Vitamin-A-induced mucous metaplasia. An in vitro system for modulating tight and gap junction differentiation.

Stratified squamous epithelia from 14-day chick embryo shank skin contain rare tight-junctional strands and only small gap junctions. Exposure of this tissue to retinoic acid (vitamin-A) (20 U/ml) in organ culture, however, induces mucous metaplasia, accompanied by tight-junction formation and gap-junction growth; untreated specimens continue to keratinize. To investigate sequential stages of junctional assembly and growth, we examined thin sections and freeze-fracture replicas at daily intervals for 3 days. During the metaplastic process, tight junctions assemble in midepidermal and upper regions, beginning on day 1 and becoming maximal on day 3. Two tight-junctional patterns could be tentatively identified as contributing to the emergence of fully formed zonulae occludentes: (a) the formation of individual ridges along the margins of gap junctions; (b) de novo generation of continuous ramifying strands by fusion of short strand segments and linear particulate aggregates near cellular apices. Gap junction enlargement, already maximal at day 1, occurs primarily three to four cell layers deep.
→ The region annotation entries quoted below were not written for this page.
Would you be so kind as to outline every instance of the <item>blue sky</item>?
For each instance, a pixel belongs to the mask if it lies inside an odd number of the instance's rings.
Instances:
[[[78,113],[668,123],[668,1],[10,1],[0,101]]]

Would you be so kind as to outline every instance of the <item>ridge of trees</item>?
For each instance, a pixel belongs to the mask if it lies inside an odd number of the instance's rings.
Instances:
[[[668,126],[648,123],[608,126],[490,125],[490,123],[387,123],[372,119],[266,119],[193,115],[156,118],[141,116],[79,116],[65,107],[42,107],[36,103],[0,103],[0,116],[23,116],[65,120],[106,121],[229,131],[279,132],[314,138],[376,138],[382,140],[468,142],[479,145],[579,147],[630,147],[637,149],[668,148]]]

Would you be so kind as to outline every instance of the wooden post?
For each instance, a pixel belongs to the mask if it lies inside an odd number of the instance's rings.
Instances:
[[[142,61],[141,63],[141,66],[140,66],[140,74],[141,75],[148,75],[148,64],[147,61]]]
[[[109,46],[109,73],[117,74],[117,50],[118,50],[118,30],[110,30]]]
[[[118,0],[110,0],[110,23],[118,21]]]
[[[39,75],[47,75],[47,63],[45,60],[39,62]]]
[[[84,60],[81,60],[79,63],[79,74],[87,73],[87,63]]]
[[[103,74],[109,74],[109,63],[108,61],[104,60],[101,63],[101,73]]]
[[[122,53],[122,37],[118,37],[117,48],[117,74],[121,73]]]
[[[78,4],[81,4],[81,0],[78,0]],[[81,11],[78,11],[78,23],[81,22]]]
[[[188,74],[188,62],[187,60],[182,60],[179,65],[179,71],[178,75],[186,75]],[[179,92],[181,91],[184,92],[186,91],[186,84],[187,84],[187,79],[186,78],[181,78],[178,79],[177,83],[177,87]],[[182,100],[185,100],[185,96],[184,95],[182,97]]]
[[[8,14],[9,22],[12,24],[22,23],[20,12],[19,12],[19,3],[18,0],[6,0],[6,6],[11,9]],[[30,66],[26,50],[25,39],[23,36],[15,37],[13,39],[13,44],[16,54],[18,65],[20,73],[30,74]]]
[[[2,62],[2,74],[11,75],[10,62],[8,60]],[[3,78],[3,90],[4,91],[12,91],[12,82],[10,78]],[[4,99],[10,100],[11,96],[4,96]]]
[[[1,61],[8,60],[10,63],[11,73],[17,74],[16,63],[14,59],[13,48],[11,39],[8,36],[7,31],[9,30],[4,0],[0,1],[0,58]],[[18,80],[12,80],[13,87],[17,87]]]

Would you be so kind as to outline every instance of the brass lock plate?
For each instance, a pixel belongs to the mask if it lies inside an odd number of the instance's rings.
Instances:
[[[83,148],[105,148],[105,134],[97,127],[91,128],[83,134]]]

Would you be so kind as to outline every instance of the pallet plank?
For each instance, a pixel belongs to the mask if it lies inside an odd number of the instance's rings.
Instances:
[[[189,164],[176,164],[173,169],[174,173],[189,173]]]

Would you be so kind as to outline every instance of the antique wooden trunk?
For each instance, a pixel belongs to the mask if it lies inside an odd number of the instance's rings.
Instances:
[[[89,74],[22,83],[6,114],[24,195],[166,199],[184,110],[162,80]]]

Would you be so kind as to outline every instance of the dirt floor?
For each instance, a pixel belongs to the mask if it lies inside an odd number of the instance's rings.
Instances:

Growth appears to occur by annexation of islands of 20-40 8.5-nm particles into larger lattices of islands separated by particle-free aisles. Eventually, a single gap junction may occupy much of the exposed membrane face in freeze-fractured tissue, but during apical migration of the cells such junctions disappear. The vitamin- A chick-skin system is presented as a responsive model for the controlled study of junction assembly.[1]